The climax and unity of the book is seen in this way.
Remember that the book has two parts. The first and longer part concerns the building of the walls, a task in which Nehemiah played the leading role. This part fills chapters 1-7. The second, shorter part concerns the revival in Jerusalem and the rededication of the people. In this revival Ezra, the priest and spiritual head of the nation, is most prominent. This part occupies chapters 8:1-12:26. In the dedication of the walls these two important sections of the book come together. Ezra is present to lead one half of the celebrating people. Nehemiah leads the other. Moreover—and this is most significant—the two groups circle the walls which Nehemiah had built and converge at the temple, the spiritual center of the nation’s life, at which Ezra presided. One commentator puts it like this:
When the people march on the walls to the Temple they do so after having placed the Temple once again at the center of their thoughts (10:32-39). The walls thus appear for what they are: not a monument to the strength of Judah—heaven forbid!—but God’s gift for the protection and perpetuation of his name in the world.1
It is significant in this overall scheme of things that with the section beginning at verse 27 (specifically at verse 31) the first person narrative style, which was followed in the first half of the book, is resumed again. That is, with verse 31 Nehemiah again refers to himself as “I,” and continues the narrative in that way until the end. The meaning seems to be that Nehemiah rightly assumed a back seat while Ezra the priest led in the renewal and rededication of the people, but that now, as the rededicated people were prepared to dedicate the walls, he reassumed the leading role. It was certainly appropriate that he led in the dedication of the walls, since he had been the chief mover in their reconstruction.
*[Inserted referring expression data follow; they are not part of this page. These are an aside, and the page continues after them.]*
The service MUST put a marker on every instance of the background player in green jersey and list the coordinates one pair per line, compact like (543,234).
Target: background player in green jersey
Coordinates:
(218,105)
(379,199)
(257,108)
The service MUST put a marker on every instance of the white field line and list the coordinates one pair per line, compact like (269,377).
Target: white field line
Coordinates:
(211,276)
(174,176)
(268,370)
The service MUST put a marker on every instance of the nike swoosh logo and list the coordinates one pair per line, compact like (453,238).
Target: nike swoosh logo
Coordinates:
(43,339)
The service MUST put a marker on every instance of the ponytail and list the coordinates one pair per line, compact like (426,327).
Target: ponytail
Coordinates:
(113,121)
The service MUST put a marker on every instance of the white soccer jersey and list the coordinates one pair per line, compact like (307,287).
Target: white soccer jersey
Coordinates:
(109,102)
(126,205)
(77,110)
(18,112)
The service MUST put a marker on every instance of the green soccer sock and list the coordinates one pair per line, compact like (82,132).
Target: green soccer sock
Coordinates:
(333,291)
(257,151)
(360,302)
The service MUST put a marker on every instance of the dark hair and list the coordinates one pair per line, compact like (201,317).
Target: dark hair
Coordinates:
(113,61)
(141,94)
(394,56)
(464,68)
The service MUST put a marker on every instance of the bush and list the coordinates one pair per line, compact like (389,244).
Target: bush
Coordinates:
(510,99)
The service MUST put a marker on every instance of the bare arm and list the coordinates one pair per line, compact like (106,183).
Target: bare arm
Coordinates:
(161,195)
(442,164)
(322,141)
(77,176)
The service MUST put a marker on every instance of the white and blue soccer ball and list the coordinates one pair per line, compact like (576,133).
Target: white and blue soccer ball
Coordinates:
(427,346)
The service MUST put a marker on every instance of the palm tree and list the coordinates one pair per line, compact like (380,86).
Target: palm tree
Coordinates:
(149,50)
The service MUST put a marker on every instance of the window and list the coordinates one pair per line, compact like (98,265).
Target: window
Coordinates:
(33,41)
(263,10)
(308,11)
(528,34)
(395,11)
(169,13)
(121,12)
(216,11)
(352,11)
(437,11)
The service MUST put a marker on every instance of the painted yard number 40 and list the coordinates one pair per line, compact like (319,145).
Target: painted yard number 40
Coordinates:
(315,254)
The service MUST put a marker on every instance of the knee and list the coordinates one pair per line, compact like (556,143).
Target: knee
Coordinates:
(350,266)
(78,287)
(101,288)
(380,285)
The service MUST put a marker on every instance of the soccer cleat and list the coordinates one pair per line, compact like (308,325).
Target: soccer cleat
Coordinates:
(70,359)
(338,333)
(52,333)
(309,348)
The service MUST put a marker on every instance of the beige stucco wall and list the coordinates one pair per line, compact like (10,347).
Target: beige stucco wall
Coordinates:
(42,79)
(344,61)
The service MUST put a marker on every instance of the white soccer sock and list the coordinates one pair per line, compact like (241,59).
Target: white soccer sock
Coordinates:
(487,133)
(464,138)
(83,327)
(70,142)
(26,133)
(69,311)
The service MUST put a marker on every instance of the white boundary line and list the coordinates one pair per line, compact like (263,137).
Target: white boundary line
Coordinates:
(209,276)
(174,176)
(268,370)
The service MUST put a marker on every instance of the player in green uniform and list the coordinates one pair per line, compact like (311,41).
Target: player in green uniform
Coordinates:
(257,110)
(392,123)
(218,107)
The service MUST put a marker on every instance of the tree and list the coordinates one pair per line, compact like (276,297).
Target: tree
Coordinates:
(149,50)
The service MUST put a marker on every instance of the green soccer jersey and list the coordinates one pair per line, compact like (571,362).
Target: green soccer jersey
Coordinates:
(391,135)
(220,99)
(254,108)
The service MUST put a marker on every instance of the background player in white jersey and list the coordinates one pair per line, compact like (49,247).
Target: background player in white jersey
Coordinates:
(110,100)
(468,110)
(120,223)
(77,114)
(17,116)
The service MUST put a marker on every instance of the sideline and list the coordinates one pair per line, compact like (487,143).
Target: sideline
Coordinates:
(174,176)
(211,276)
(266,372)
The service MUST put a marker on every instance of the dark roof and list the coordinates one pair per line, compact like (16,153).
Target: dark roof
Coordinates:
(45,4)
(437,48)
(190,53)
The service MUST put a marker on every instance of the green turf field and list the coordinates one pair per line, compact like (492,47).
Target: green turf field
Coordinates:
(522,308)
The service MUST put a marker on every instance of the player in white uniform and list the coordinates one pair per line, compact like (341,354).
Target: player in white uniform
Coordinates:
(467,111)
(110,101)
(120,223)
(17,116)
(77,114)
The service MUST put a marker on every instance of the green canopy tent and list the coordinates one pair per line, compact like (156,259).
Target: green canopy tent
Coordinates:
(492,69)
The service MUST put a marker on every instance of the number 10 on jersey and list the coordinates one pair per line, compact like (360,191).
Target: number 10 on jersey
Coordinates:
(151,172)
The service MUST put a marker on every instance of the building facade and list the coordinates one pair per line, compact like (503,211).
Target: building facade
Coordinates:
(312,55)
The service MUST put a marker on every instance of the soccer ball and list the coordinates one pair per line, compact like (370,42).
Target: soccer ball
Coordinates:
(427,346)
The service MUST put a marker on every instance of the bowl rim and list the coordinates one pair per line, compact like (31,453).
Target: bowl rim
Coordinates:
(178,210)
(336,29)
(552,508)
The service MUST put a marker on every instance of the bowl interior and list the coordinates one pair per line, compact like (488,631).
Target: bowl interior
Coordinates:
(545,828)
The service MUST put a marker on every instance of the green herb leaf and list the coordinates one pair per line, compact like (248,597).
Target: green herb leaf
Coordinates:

What a great list of accomplishments lay behind Nehemiah as he came to the climax of this first year of his triumphant governorship of Judah! They are so impressive that it is worth reviewing them.
1. Nehemiah secured Artaxerxes permission to rebuild the walls of the desolated city. This was not so easy an achievement as it might seem at first glance to have been. One obstacle was Nehemiah’s position at the court. He was useful to Artaxerxes, and it was not to be expected that the king would willingly release him for a task in a distant land. More formidable than this, however, was the fact that Nehemiah was asking the king to reverse a previously established policy regarding Jerusalem. There had already been an earlier attempt to rebuild the walls under Ezra. But when the leaders of the cities around Jerusalem saw what was happening they petitioned Artaxerxes against the project (Ezra 4:11-16), and Artaxerxes stopped it. It was this same king whom Nehemiah had to ask to let him rebuild the walls.
Nehemiah prevailed in this attempt, as we know. His success was due in part to his wisdom in approaching Artaxerxes, but chiefly to his dependence on God which he showed by his approach to God in prayer. Nehemiah is seen to be a man of prayer throughout the narrative.
2. Nehemiah developed a plan for constructing the walls. Part of his plan involved advance preparation in which he arranged with the king to be provided with the necessary supplies. The other part of the plan emerged as a result of his nocturnal inspection of the ruins. It was no small objective—to reassemble huge stones into a one-and-a-half to two-and-a-half mile long fortification around the ruined city. But Nehemiah worked out how it could be done and launched the project.
1J. G. McConville, Ezra, Nehemiah and Esther, in The Daily Study Bible—Old Testament, ed. John C. L Gibson (Philadelphia, PA: The Westminster Press, 1985), 142.